Plus de 5,4 millions d’Afghans sont rentrés dans leur pays depuis octobre 2023, principalement depuis le Pakistan et l’Iran, un afflux d’une ampleur inédite qui pousse l’Afghanistan « presque au bord du gouffre », a averti vendredi le Haut-Commissariat des Nations unies pour les réfugiés (Haut-Commissariat des Nations unies pour les réfugiés).
S’exprimant depuis Kaboul lors d’un point presse à Genève, le représentant du HCR en Afghanistan, Arafat Jamal, a décrit « une vitesse et une échelle de retours massives ». À lui seul, l’an dernier, 2,9 millions de personnes sont revenues, soit le plus grand nombre de retours enregistrés vers un seul pays en une année, selon l’agence onusienne.
Cette vague fait suite aux campagnes lancées à l’automne 2023 par Islamabad et Téhéran contre les migrants sans papiers.
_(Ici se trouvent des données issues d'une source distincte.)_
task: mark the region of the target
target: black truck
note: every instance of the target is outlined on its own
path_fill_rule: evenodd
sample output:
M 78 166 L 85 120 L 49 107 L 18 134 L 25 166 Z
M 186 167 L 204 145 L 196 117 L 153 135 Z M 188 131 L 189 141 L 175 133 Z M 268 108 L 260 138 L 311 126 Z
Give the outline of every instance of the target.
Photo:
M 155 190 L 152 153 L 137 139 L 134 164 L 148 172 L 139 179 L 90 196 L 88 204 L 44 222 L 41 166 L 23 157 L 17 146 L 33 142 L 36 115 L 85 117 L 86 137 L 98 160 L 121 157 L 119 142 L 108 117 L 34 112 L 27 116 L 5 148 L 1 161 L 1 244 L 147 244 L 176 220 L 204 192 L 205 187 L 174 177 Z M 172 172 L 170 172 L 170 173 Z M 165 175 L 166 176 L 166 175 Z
Le Pakistan a exhorté les Afghans en situation irrégulière à quitter le pays sous peine d’arrestation et d’expulsion forcée. L’Iran a engagé des mesures similaires. Beaucoup de personnes concernées vivaient depuis des décennies à l’étranger, certaines étant nées au Pakistan et y ayant construit leur vie.
Le choc démographique est considérable : ces retours représentent environ 12 % de la population afghane. Or le pays était déjà confronté à une crise humanitaire aiguë, à une économie exsangue, à une sécheresse sévère et aux conséquences de deux séismes dévastateurs. Depuis le début de l’année, environ 150 000 personnes supplémentaires ont franchi la frontière pour revenir en Afghanistan.
Les autorités talibanes distribuent des aides comprenant des denrées alimentaires, un soutien financier, une carte SIM et un transport vers les provinces d’origine ou les zones où les familles ont des proches. Mais ces mesures restent insuffisantes face à l’ampleur des besoins. Selon le Programme des Nations unies pour le développement, neuf familles sur dix dans les régions à fort taux de retour ont recours à des stratégies de survie négatives, comme sauter des repas, s’endetter ou vendre leurs biens.
Le HCR s’inquiète de la viabilité de ces retours. Si 5 % des personnes revenues disent envisager de repartir, plus de 10 % déclarent connaître quelqu’un ayant déjà quitté à nouveau le pays. Pour l’agence, ces décisions ne traduisent pas un manque de volonté de rester, mais l’impossibilité, pour beaucoup, de reconstruire une vie digne et durable dans un Afghanistan toujours plongé dans l’incertitude.